Preparation depends on the type of anesthesia used. You will probably not be able to drive after the procedure so please make sure you have a family member or friend accompany you after the procedure, at hospital and at home. If general anesthesia is used, you will undergo a health screening that includes a physical examination, blood tests, chest x-ray, and electrocardiogram (EKG).

Please let the doctor know about all medication that you are taking as some may need to be stopped before the procedure. Please also let your doctor know if you have any allergies to medication or medical equipment. You will likely have to avoid all food and water for six to eight hours before the procedure, or as recommended by the doctor.

A microdochectomy is performed under general anesthesia so you will be asleep during the procedure. A small incision is made either around the areola or around the base of the nipple, exposing the affected duct. The duct is then removed and sent to the laboratory for examination under a microscope. The skin is then closed with absorbable stitches.

You will be moved to a recovery area for a few hours so that your vital signs can be monitored. Once the effect of the anesthesia has worn off, you may be able to return home the same day or the next day. A waterproof dressing will be placed over the incision so you should be able to shower on the day of the surgery, but it is recommended that you try to keep the area dry for a few days. The incision is likely to be red and uncomfortable for up to two weeks and there may be some swelling.

Avoid driving for 24 hours and heavy lifting and strenuous exercise for a couple of weeks. You may return to work after a day or two, if you feel comfortable doing so.

  • Swelling or bleeding.
  • Infection.
  • Altered or loss of nipple sensation. (In some cases this may result in the inability to breastfeed from the affected nipple.)
  • A dent or depression where the duct was removed.
  • Nipple necrosis.

·        If you are taking any blood-thinning medication/anticoagulant, please let your doctor know as some may need to be stopped before you travel for the procedure.

·        Travelers to Thailand should plan to stay in the country for at least two weeks or for the entire duration of treatment.

·        If you plan to return home after the procedure, please speak to your doctor before making travel arrangements.

·        During your follow-up appointment your medical team will assess your health and your incision and you will receive documents detailing your medical and treatment history and your "Fit to Fly" certificate (if needed).

The success of the procedure depends on a number of factors.

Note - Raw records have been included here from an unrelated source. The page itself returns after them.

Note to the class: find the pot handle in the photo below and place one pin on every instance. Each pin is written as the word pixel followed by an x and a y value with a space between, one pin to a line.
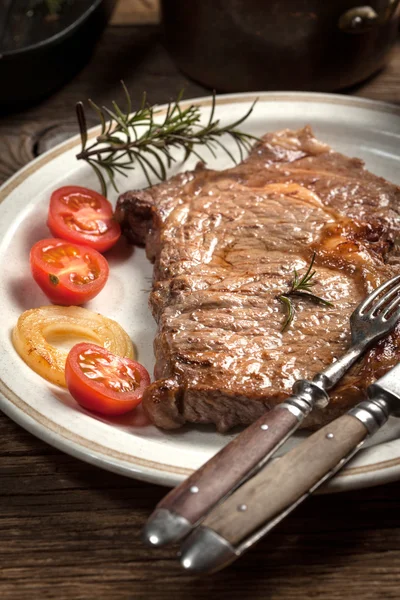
pixel 361 19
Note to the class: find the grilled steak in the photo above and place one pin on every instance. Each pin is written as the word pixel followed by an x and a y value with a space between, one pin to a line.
pixel 225 245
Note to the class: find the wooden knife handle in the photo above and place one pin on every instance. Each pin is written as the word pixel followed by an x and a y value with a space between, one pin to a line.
pixel 286 481
pixel 222 473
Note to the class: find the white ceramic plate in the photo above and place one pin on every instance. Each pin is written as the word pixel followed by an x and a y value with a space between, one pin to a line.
pixel 369 130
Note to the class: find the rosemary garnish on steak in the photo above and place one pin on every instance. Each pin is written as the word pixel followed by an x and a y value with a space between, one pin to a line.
pixel 300 287
pixel 130 139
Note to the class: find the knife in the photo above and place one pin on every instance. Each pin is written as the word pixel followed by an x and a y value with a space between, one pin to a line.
pixel 184 507
pixel 263 501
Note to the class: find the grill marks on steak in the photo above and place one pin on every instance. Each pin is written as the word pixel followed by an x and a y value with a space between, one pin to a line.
pixel 224 246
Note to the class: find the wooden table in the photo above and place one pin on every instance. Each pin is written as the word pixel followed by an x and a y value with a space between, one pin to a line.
pixel 71 531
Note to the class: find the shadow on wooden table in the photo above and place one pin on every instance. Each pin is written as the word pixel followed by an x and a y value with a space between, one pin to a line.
pixel 75 529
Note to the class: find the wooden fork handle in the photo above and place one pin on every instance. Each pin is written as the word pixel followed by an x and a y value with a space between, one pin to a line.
pixel 237 460
pixel 282 484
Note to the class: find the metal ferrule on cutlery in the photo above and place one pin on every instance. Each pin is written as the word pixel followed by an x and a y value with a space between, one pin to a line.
pixel 187 505
pixel 261 503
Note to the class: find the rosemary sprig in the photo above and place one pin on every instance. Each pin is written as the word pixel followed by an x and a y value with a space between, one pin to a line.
pixel 301 287
pixel 135 138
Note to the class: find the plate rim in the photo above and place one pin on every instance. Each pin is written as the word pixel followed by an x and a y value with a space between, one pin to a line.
pixel 126 464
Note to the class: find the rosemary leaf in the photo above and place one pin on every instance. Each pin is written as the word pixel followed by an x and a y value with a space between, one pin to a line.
pixel 134 134
pixel 290 311
pixel 301 287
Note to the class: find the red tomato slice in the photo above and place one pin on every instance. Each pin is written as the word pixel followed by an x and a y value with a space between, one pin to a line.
pixel 80 215
pixel 68 273
pixel 103 382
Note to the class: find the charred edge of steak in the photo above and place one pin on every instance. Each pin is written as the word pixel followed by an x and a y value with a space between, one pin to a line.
pixel 134 212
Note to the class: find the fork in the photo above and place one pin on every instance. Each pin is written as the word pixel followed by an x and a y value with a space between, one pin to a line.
pixel 186 505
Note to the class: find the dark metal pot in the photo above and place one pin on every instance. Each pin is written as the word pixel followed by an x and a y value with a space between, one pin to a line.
pixel 40 65
pixel 240 45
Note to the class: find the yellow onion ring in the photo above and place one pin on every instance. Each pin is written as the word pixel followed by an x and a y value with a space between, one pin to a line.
pixel 35 326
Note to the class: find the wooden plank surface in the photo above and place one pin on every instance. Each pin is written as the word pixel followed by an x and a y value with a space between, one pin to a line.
pixel 71 531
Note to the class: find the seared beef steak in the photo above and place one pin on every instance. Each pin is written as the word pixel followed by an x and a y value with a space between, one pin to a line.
pixel 224 246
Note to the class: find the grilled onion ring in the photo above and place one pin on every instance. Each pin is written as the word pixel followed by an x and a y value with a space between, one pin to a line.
pixel 36 326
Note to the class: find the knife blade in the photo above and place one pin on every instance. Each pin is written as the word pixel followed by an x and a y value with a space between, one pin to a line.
pixel 262 502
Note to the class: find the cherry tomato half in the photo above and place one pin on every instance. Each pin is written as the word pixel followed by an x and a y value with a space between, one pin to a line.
pixel 103 382
pixel 68 273
pixel 80 215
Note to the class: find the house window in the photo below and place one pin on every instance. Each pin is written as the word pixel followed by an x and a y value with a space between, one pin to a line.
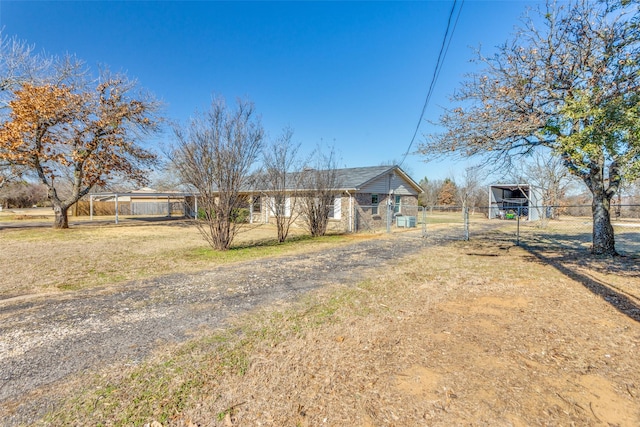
pixel 281 206
pixel 335 211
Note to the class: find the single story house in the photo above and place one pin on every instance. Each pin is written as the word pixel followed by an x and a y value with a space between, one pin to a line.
pixel 363 196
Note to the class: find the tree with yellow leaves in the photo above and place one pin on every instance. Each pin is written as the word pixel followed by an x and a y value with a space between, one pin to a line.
pixel 74 137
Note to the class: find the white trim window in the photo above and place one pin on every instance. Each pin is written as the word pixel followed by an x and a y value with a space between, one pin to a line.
pixel 336 210
pixel 287 206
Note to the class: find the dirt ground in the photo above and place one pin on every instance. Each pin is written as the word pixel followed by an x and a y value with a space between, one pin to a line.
pixel 427 333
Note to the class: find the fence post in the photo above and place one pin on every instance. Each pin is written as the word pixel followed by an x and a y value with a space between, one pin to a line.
pixel 518 229
pixel 466 223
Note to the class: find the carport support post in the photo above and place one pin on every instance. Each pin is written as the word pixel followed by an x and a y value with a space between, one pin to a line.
pixel 518 229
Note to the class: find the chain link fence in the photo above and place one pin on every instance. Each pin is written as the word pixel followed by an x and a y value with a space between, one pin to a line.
pixel 559 227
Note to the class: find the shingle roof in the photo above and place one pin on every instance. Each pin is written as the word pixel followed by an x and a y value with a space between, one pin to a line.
pixel 356 178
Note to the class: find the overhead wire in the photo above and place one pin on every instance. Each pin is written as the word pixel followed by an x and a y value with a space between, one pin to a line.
pixel 444 48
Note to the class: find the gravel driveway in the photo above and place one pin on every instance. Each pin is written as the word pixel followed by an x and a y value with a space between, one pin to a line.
pixel 43 339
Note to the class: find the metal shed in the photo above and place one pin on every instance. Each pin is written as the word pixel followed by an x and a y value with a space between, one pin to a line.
pixel 519 199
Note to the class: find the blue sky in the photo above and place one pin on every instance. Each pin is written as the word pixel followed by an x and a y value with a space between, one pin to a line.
pixel 349 74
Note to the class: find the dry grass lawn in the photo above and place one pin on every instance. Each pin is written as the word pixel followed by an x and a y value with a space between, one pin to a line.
pixel 478 333
pixel 42 260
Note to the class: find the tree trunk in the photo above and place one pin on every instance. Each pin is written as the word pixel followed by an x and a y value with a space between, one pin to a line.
pixel 603 236
pixel 61 221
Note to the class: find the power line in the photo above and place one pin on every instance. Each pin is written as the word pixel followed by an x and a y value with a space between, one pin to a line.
pixel 444 48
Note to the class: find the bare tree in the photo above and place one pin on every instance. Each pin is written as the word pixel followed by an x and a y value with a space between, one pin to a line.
pixel 548 174
pixel 431 190
pixel 570 85
pixel 282 171
pixel 215 155
pixel 320 188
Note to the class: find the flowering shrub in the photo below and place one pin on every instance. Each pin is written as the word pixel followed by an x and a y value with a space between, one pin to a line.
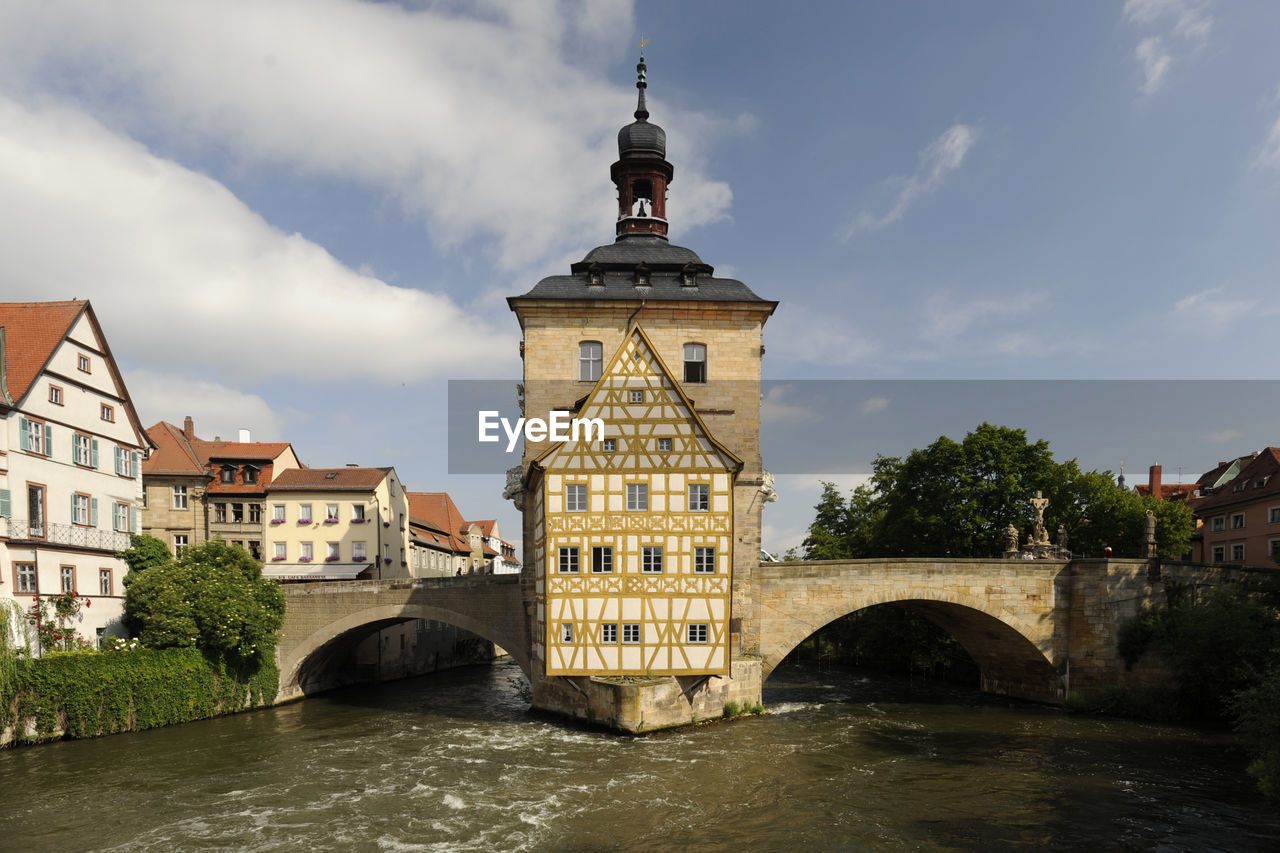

Please discuss the likelihood of success with your doctor before the procedure.

What if this procedure is not performed?

Without this procedure, your symptoms will persist and likely worsen. Please discuss specific risks of not having the procedure done with your doctor.

There are currently no alternatives to microdochectomy. You may choose not to undergo this procedure, but keep in mind that your condition will likely worsen and your doctor will not be able to diagnose its cause without this procedure.